Hell, lets count Dartmouth's two trips to the final four when only 16 teams made the tournament. Sure it was 70 years ago, but damnit we need Harvahd in the tourny!

Lets also conveniently forget that before last year, the Ivy league teams were getting blown out every year. Clearly last year was the rule and everything else in the past decade was a fluke.

Other teams with Final Four appearances include Jacksonville, St. Boneventure and Wyoming. Maybe FF appearances aren't such a good metric.

However, I take serious offense to one part of this article:

Then they can go back to inventing Facebook and sending those twin rowers to the Olympics.
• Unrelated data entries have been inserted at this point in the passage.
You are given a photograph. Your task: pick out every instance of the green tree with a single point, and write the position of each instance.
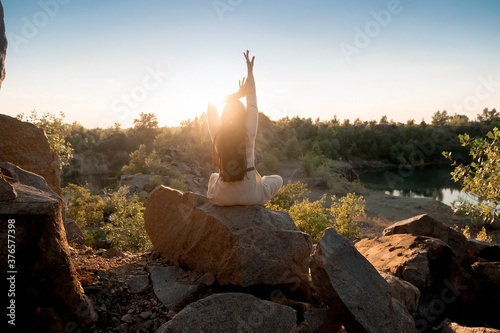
(311, 217)
(345, 211)
(56, 131)
(440, 118)
(287, 196)
(480, 178)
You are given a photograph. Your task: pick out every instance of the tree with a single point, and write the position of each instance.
(440, 118)
(488, 116)
(345, 211)
(56, 131)
(481, 178)
(146, 121)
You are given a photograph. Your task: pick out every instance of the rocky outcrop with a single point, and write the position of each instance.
(27, 146)
(232, 312)
(354, 289)
(240, 245)
(450, 327)
(48, 296)
(403, 291)
(3, 46)
(171, 292)
(425, 225)
(457, 278)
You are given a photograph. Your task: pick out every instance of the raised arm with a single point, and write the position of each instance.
(250, 84)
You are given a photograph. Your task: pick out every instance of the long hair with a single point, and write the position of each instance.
(230, 148)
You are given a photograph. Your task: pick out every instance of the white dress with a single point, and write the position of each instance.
(253, 189)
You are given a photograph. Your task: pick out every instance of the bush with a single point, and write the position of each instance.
(311, 217)
(85, 209)
(287, 196)
(345, 211)
(123, 214)
(480, 178)
(125, 228)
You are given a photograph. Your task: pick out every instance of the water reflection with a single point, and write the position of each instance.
(432, 182)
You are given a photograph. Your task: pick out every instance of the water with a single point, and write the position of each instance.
(428, 182)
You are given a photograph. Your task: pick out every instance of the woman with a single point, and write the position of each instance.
(233, 136)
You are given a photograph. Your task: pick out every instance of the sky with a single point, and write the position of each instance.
(103, 62)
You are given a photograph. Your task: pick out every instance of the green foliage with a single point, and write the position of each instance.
(311, 217)
(56, 131)
(345, 211)
(83, 207)
(292, 149)
(480, 178)
(287, 195)
(123, 213)
(483, 236)
(440, 118)
(125, 228)
(142, 162)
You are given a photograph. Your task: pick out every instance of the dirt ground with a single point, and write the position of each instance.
(382, 210)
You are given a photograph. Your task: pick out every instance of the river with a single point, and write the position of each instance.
(427, 182)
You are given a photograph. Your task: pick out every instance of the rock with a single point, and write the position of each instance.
(136, 183)
(489, 271)
(240, 245)
(478, 249)
(450, 327)
(403, 291)
(422, 261)
(127, 318)
(27, 146)
(232, 312)
(353, 288)
(7, 192)
(207, 279)
(73, 232)
(171, 293)
(112, 253)
(138, 283)
(322, 321)
(425, 225)
(123, 328)
(3, 46)
(103, 243)
(432, 266)
(47, 292)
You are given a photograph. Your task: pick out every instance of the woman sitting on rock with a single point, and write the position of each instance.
(233, 136)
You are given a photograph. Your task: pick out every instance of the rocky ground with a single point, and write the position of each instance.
(120, 287)
(122, 298)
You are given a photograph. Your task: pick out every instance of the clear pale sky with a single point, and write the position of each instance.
(102, 62)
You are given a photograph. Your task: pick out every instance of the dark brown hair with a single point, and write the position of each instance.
(230, 147)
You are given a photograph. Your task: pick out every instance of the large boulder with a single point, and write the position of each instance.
(232, 312)
(240, 245)
(425, 225)
(450, 327)
(432, 266)
(354, 289)
(27, 146)
(48, 297)
(169, 290)
(403, 291)
(3, 45)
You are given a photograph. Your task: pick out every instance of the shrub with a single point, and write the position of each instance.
(483, 236)
(311, 217)
(481, 178)
(345, 211)
(125, 228)
(81, 206)
(287, 195)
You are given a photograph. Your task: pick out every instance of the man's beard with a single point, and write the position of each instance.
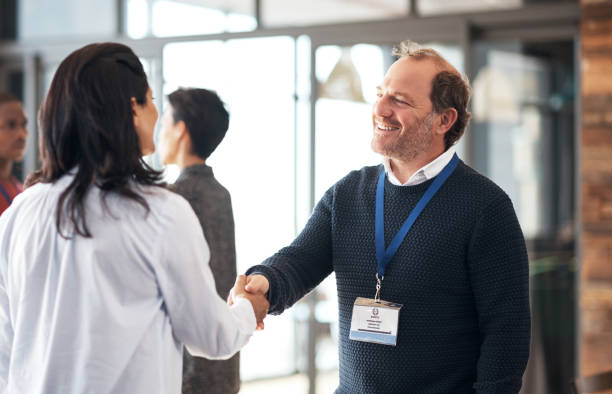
(411, 145)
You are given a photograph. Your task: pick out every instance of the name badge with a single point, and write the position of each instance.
(375, 321)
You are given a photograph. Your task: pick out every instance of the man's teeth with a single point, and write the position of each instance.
(386, 128)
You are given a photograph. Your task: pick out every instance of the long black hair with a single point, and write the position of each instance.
(86, 124)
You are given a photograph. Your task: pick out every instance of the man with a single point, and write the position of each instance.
(429, 258)
(192, 127)
(13, 135)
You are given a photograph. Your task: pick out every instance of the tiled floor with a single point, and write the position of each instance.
(294, 384)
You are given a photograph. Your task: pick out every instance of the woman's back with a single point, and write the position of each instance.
(94, 314)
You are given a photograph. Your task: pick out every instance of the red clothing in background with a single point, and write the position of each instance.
(8, 191)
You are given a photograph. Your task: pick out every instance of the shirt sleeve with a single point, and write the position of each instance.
(295, 270)
(200, 319)
(6, 327)
(499, 273)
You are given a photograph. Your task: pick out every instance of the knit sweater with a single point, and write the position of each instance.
(461, 274)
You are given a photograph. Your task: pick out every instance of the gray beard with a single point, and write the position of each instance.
(419, 141)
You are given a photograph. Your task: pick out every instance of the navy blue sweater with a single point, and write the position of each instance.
(461, 274)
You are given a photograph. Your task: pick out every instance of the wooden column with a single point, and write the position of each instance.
(596, 186)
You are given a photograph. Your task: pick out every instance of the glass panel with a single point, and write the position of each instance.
(65, 19)
(430, 7)
(166, 18)
(523, 125)
(255, 161)
(313, 12)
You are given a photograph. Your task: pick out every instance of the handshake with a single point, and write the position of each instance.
(253, 288)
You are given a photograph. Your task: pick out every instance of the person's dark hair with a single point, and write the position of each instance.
(204, 115)
(449, 89)
(87, 125)
(6, 97)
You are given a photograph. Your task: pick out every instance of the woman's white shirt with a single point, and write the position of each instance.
(108, 314)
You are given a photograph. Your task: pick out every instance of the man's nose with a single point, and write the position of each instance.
(23, 132)
(382, 108)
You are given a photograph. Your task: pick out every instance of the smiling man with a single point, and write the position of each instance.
(429, 258)
(13, 135)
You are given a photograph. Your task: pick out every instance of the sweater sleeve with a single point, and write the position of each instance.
(296, 269)
(499, 274)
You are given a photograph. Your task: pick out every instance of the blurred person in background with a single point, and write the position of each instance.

1. Saying Facebook was "invented" is incredibly asinine. You can't "invent" a business.
2. Harvard has produced Nobel prize winners, I'd think their contributions are slightly more valuable to the world than fucking Facebook.
3. Every school on the face of the planet has famous alumni. For example, lets look at Colorado. Trey Parker ("inventor" of Southpark) and Steve Wozniak ("co-inventor" of Apple) both attended CU. Didn't hear anybody drop their names in the "CU should've gotten in" articles.

For someone who didn't even attend Harvard Dan certainly is proud of the school's accomplishments...

Bengoodfella said...

Rich, yeah Dan thinks it makes a ton of sense to ignore the Ivy League's history in the past to say why Harvard should get in. He has to go around the entire point that Harvard didn't have a good enough resume to get in this year.

Facebook=Nobel Prize winners. Advantage social networking. If it wasn't important, would they have made a movie about it?

Maybe Dan always wanted to go to Harvard...

Arjun Chandrasekhar said...

good point - dan is taking a lot of pride in accomplishments that he wasn't a part of in any way. not only does the facebook argument fail in any way to support his original point at all, it couldn't possibly be more douchey or elitist. "we're boston, and if you have the gall to not include every single boston team in then i'll play the harvard card, because we in boston are better than you are!!!"

lol and ben caltech's not actually division I; i'm just pointing out that dan's criteria are so flawed that you could use them to justify selecting a team with a 300 game conference losing streak. i would love to see it to though :)

Bengoodfella said...

I'm not even sure Dan has criteria. He thought it would be a neat-o story for Harvard to be included and then tried to cook up a half-brained idea on how to do this.